Protoxyde d'azote : il représente le gaz à effet de serre le plus agressif (320 fois plus agressif que le dioxyde de carbone). Il est produit au cours du stockage du fumier ou lorsqu'il est appliqué sur le sol. C'est un décomposé stable qui se décompose difficilement et qui possède un temps de séjour dans l'atmosphère de 120 ans. Les principales sources agricoles de production de ce gaz , outre les déchets d'élevage comme le fumier, sont les engrais minéraux et la culture des aliments pour animaux.
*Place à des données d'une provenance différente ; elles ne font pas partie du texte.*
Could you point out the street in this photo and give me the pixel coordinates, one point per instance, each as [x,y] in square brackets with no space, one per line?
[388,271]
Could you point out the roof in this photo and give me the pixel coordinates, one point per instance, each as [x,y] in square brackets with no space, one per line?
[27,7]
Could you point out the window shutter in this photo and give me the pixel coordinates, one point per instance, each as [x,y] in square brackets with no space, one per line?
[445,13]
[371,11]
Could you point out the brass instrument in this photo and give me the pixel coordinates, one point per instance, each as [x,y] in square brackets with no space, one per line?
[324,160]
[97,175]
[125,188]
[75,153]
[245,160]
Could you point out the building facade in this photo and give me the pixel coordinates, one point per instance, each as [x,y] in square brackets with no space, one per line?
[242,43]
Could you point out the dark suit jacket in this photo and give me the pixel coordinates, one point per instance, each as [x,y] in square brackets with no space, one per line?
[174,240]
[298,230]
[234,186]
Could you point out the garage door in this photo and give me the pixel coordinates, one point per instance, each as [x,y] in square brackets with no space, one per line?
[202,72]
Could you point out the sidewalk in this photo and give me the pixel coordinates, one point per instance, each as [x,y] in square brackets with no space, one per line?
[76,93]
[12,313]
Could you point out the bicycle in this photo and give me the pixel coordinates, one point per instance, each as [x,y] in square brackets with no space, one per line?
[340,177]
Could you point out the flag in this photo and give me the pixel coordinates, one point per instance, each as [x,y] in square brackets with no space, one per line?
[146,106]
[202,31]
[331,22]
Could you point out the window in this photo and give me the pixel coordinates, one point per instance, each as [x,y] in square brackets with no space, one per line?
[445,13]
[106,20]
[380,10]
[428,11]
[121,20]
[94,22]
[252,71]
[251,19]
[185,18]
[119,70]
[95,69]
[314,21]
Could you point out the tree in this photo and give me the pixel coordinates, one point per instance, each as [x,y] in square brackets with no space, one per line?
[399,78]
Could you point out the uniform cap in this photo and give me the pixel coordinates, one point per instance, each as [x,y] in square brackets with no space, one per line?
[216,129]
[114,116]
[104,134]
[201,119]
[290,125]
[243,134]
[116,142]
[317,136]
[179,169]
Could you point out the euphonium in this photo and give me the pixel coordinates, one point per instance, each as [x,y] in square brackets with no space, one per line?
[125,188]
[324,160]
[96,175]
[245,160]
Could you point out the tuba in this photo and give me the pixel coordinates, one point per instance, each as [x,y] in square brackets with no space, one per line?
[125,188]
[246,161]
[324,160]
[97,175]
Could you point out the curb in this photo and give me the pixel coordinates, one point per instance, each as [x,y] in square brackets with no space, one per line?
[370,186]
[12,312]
Dioxyde de carbone: provient de la combustion de combustibles fossiles. La concentration atmosphérique de ce gaz a augmenté de 30% depuis les deux derniers siècles . L'industrie de la viande y contribue largement en raison de sa dépendance à la mécanisation pour produire l'énorme quantité de céréales et d'aliments servant à l'alimentation des animaux. Le déboisement - pour faire place aux pâturages et aux cultures - est une source d'émission de ce gaz. Les engrais chimiques (hydrocarbures) sont à base de pétrole ainsi que certains pesticides. De plus, les animaux sont transportés du lieu de leur naissance, vers l'encan, vers l'abattoir, chez le boucher, l'épicier et ces déplacements se font par camions , une autre source de pollution par l'essence.
1 kg de viande de cochon équivaut à l'énergie de 4 litres d'essence (David Pimentel, Cornell University)
1 kg de viande de boeuf engendre 50 fois plus d'émissions de gaz à effet de serre qu'un kilo de blé . (Jean-Marc Jacovi "L'avenir climatique")
Une auto produit 3 Kg/par jour de dioxyde de carbone. La destruction d'une forêt tropicale pour produire un hamburger produit 75 kg/par jour de dioxyde de carbone. (Steve Boyan, University of Maryland)
Bien que ces gaz soient naturellement présents dans l'atmosphère, leur récente accumulation résulte en grande partie des activités humaines. Cette augmentation a modifié la composition de l'atmosphère terrestre et aura un impact sur le futur climat mondial . L'effet de serre est lié à la fonte des glaciers, à la montée des eaux, à une recrudescence des inondations, des tempêtes, des tornades , à une aggravation des problèmes d'eau ainsi qu'à des sécheresses. Les impacts sur l'agriculture seront considérables.
DES SOLUTIONS?

Le prix de la viande ne reflète pas les désastres environnementaux qu'elle engendre. Selon les estimations du Worldwatch Institute, le prix de la viande devrait être doublé ou triplé si on prend en considération ses coûts liés à l'utilisation de l'énergie fossile, du gaspillage de l'eau, des céréales , de la pollution des sols et des émissions de gaz à effet de serre. Et ce sans compter les coûts des nombreuses maladies humaines causées par la consommation de produits animaux. Au lieu d'être largement subventionnée par les gouvernements, la viande devrait être au contraire lourdement taxée afin d'encourager les consommateurs à se tourner vers une alimentation à base de fruits, de légumes, de céréales, une alimentation moins catastrophique pour la santé de la planète mais aussi pour les humains et les animaux. De plus, une alimentation végétale démontre une plus grande compassion envers la souffrance et l'esclavage des animaux.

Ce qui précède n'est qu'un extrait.